Oh, sorry. I was being a policeman, wasn’t I. Right, off you go. Fix your ‘Page down’ key. Bye.


  1. Nosada says:

    O-okay then.

  2. poliovaccine says:

    Yeahhh, the first one had the potential to be a lot more interesting than it was, and while I’d been open to a sequel, cus I could see how some iteration and development could’ve let it to become something really potent, this isn’t quite the sequel I was imagining. I guess I’m just left at a loss for what these folks are actually trying to say about the police or corruption or social disorder or whatever, cus none of it seems to come from a place of personal connection, or indeed any sort of nuanced understanding.

    There are a lot of games like this lately, where a solid art style and maybe a topical idea or two are expected to carry a super linear story with some very thin gameplay, and I feel like they either flop or succeed according entirely to how much wow factor they can generate with their style, and little else. The first This Is The Police was absolutely one of those games, to a tee.

    I remember it as having some truly sophomoric writing – I’m very much a sucker for the slick, Chandleresque neo noir style of dialogue, but it has to be done well, and far fewer folks know how to do that than attempt it. I think the lucky balance between earnest and kitsch that was struck in Max Payne just made a whole generation of devs think it was easy. But This Is The Police just reminded me of a cop movie I might have written when I was 14, when I thought the subject matter was cool and was wholly ignorant of the fact that I had no business writing about it, and why. I don’t remember bits of the neo noir dialogue making me smile so much as cringe, but maybe Brendan’s got a more charitable memory.

    I dunno, I feel sort of guilty being so critical of anyone’s creation, cus as a creative type myself I get how it feels. But then again, not everyone will tell you when you’re walking around with your fly wide open – doesn’t mean they don’t see it.

    The art direction was really cool, and the music was fucking excellent.
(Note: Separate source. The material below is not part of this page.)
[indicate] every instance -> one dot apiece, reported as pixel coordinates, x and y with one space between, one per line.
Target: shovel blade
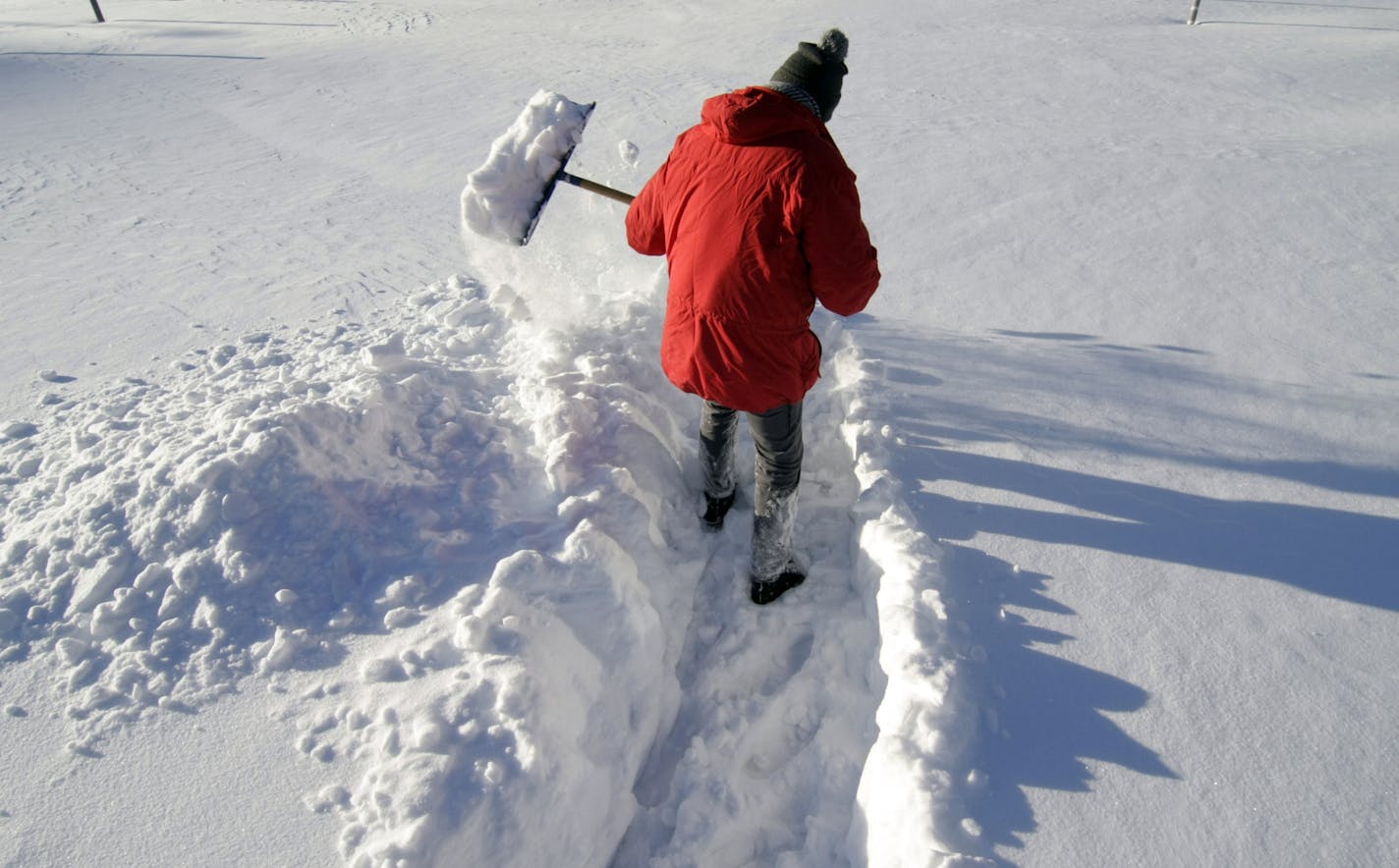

If they’d only just tried to write something they know, or at least went the route of something more aligned with fiction, it could have been so much stronger. As it is, “sophomoric” is the word for it. The whole game through, I kept wondering why they had wanted to make this game, in particular, because I felt no affinity between the project and its own subject matter.

    Of course, that’s maybe just me, but I went from being bowled over by the art and music to very rapidly being let down by the actual story and dialogue. To me, that just shows where these devs strengths and weaknesses lie, and I would hope they’d see the same, and play more to those strengths. But so far, from this reveal, I don’t know if they have.

    The first game was still interesting enough to me that I’ll probably check this one out as well, but unless it blows the crowds and critics straight out of the water I’ll be waiting for a sale.

  3. Shiloh says:

    Yes, all very interesting, but can I be Frank Reagan from Blue Bloods in it or not, Brendan?

    I’m pretty sure that’s the question most people are asking.

  4. Akula says:

    I don’t want to play a young female giving away orders to expenrienced men either.